This might make sense if you’re a frequent traveller who doesn’t like to only do the touristic things.  But in Prague, locals really avoid the old town like the plague. That’s really sad actually, but unfortunately true. Aside from the drunk tourists, this is also because the prices in the city centre are sky-high. The Czech Republic is super cheap, obviously, Prague is a bit more expensive but the prices in the old town are prices you’ll see in Berlin, Vienna, Amsterdam, or Barcelona. You easily pay €5 for a coffee, while outside the centre you pay less than €3. Even after lockdown when bars opened up again but the borders were still closed, most Czech people didn’t go to the old town because they didn’t want to support the tourist places. So, basically, you either serve locals or you serve tourists. Follow the below tips to find the local places.

1. Cross the river

Wherever you are in the city, the other side of the river is cheaper. With as the only exception, the one street across Charles bridge. As this is the most popular tourist attraction in the city, it will be expensive on either side. If you cross that street until you reach Malostranské náměstí (a square), go left, and you’ll notice prices drop. On the right is Prague castle and you’ll definitely break the bank going there.

2. Cross the highway

Okay, not literally, you actually go under. But there’s a highway separating the city centre from the rest of the city. It’s above the red metro line. You will see it on Google Maps or get a metro map and cross the red line. The neighbourhoods on the Eastern side are mostly expat areas. Lots and lots to do, but without the crowds and touristic prices. Definitely worth a visit! The cool neighbourhoods are Vinohrady, Vršovice and Karlín.
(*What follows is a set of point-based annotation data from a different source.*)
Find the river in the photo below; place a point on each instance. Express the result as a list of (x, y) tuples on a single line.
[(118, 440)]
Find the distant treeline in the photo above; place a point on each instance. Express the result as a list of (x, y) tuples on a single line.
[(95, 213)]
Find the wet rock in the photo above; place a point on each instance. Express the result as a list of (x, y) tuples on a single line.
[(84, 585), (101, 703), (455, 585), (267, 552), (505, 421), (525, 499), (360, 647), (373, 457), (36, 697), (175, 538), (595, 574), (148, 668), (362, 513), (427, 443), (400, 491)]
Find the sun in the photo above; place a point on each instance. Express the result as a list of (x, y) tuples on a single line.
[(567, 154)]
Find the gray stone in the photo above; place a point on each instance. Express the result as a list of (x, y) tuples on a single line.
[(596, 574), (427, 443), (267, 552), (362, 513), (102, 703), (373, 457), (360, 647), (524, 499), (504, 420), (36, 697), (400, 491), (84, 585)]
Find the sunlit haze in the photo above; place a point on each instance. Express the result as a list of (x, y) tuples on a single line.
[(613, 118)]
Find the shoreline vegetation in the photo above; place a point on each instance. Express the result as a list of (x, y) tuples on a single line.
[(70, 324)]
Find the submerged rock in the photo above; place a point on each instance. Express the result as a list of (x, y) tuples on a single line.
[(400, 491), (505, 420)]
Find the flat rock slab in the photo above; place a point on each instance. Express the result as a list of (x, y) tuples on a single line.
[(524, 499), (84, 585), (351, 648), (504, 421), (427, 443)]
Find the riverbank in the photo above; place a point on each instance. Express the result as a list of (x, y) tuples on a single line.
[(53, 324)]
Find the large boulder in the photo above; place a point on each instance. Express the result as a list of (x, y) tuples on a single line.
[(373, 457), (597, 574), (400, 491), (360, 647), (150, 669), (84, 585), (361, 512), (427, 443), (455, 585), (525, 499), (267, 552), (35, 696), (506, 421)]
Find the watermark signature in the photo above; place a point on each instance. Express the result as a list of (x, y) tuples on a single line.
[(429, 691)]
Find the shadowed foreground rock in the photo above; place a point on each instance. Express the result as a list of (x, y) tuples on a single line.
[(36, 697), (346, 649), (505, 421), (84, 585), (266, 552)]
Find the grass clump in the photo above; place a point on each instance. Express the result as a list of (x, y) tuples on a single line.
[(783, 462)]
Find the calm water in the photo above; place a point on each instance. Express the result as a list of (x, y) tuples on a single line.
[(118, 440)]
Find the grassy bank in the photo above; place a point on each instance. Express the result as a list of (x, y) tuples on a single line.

3. Go in the opposite direction of others

This one pretty much goes anywhere. People tend to walk in the same direction, from one tourist spot to another. With the above example as proof. Malostranské náměstí is the square at the foot of the Prague Castle. So most people will go from Old town square to Charles bridge and then to the Castle. That’s why you’re coming to Prague, right? Restaurant owners know this, so every single place on that exact route will be expensive. Go the opposite way. Take a different bridge or walk away from the river altogether. I’m not saying you shouldn’t go to those tourist places altogether because they are definitely worth a visit. Just walk away from it once you’ve seen them and are hunting down a nice place for lunch or a drink.

Go to the parks

Prague is one of the greenest cities I’ve ever been, and it’s one of the reasons I love it so much. Also because most parks are on hills and therefore give amazing viewpoints. Some of my favorites:

  • Letna park (pictured on top)

Letna is next to the river. Take a tram or prepare for a bit of a climb. There are stairs, but they are high! While the tram takes you to the other side, where you’re already on the same level. But it’s so worth it. It will give you a wonderful view over the water with all the bridges and the castle in the back. Definitely, a must-go for a nice sunset drink at the beer garden.

  • Riegrovy sady

Riegrovy sady again offers an amazing view, but from a different side. It’s such a popular spot among locals and expats and if the weather allows it, there’s a live jam session on Friday evening. Watch another sunset with some nice music. There’s also a beergarden here. Because, well, Czechs and beer..

  • Petrín (pictured above)

Petrín, especially in spring because the park will be covered in beautiful cherry blossoms. It’s one of the biggest parks, and you can get quite the hike here. People tend to go here for picnics, reading a book and just lazy afternoons. Even though it’s right next to Prague castle and the top can get touristic, the rest of the park is never busy and only occupied by locals and expats.

Should I not go to the old town at all?

Touristic places are usually touristic for a reason. Pretty buildings and old structures draw in people. Definitely do go to those places! Charles bridge is one of my favourite places ever. Just leave the crowds once you want to go for a drink or food. And maybe try to get up early to explore an empty city around sunrise. It might be early, but you’re going to be happy you made the effort!